Tinian, Saipan hearings on military buildup's draft EIS
Friday, January 08, 2010
By Haidee V. Eugenio
By now, concerned CNMI citizens should have been reading some 11,000 pages of documents on the draft environmental impact statement related to the $15 billion to $20 billion military buildup in Guam, which also involves the use of Tinian for military training.
A copy of the draft EIS/Overseas Environmental Impact Statement can be accessed online at www.guambuildupeis.us.
Because Guam cannot accommodate all training for the relocating Marines, the military looks at Tinian to provide opportunities for training groups of 200 Marines or larger due to greater land availability.
Tinian is only about 100 miles or 160 km away from Guam.
The northern two-thirds of Tinian are leased to the U.S. Department of Defense. Company and battalion level non-live fire training areas already exist and are used on these lease parcels.
“The land, however, could be developed to accommodate live fire ranges,” the draft EIS/OES stated.
The proposed actions on Tinian include firing ranges for rifle known distance, automated combat pistol, platoon battle course, and field firing; and airspace use.
Comments on the draft EIS/OES can be submitted online, or during the public hearings set by the U.S. Navy in Guam and the CNMI.
All comments must be submitted by Feb. 17, 2010, in order to be considered in the final EIS/OES.
Two of the six public hearings set by the Joint Guam Program Office will be held on Saipan and Tinian, while the other four are being held in Guam.
The public hearing on Tinian will be held on Jan. 14, Thursday, at the Tinian Elementary School. An open house will be from 5pm to 7pm, while the public hearing will be from 7pm to 9pm.
The Saipan public hearing will be held on Jan. 15, Friday, at the Pedro P. Tenorio Multi-Purpose Center in Susupe. A 5pm to 7pm open house will be followed by the public hearing at 7pm to 9pm.
The JGPO said public comments “are an important part of the environmental planning process.”
During the open house, the public can both submit written comments and ask questions of programs leaders and subject matter experts. During the two-hour formal hearing, the public can submit oral comments on the draft EIS/OES.
JGPO facilitates the realignment of U.S. Marines from Okinawa, Japan to Guam. The agency works within the Department of Defense and with the Government of Japan, Government of Guam, U.S. Congress and federal agencies to lead and manage the delivery of required capabilities to the Marines.
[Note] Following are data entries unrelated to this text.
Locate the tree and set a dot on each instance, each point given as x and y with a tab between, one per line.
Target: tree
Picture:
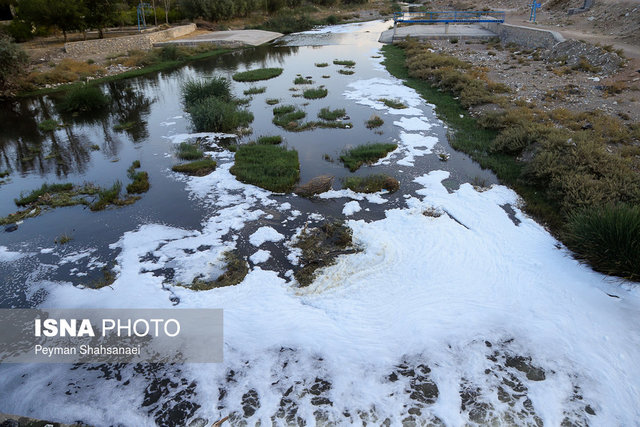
67	15
13	61
99	14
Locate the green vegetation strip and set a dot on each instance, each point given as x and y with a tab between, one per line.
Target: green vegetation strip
332	115
365	154
257	74
315	93
51	196
268	166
The military buildup involves the relocation of 8,000 Marines and their 9,000 dependents to Guam, and the development and construction of facilities to support the training and operations in Guam and Tinian for the relocated Marines.
It also involves the construction of a new deep-draft wharf in Apra Harbor, Guam to support a transient nuclear powered aircraft carrier.
The buildup also involves the development of facilities and infrastructure in Guam to support the relocation of some 600 military personnel and their 900 dependents to establish and operate an Army Air and Missile Defense Task Force.
The CNMI government plans to provide operational support and services to Guam instead of viewing the neighbor island as a "competition" to maximize benefits from the multi-year U.S. military buildup in Guam.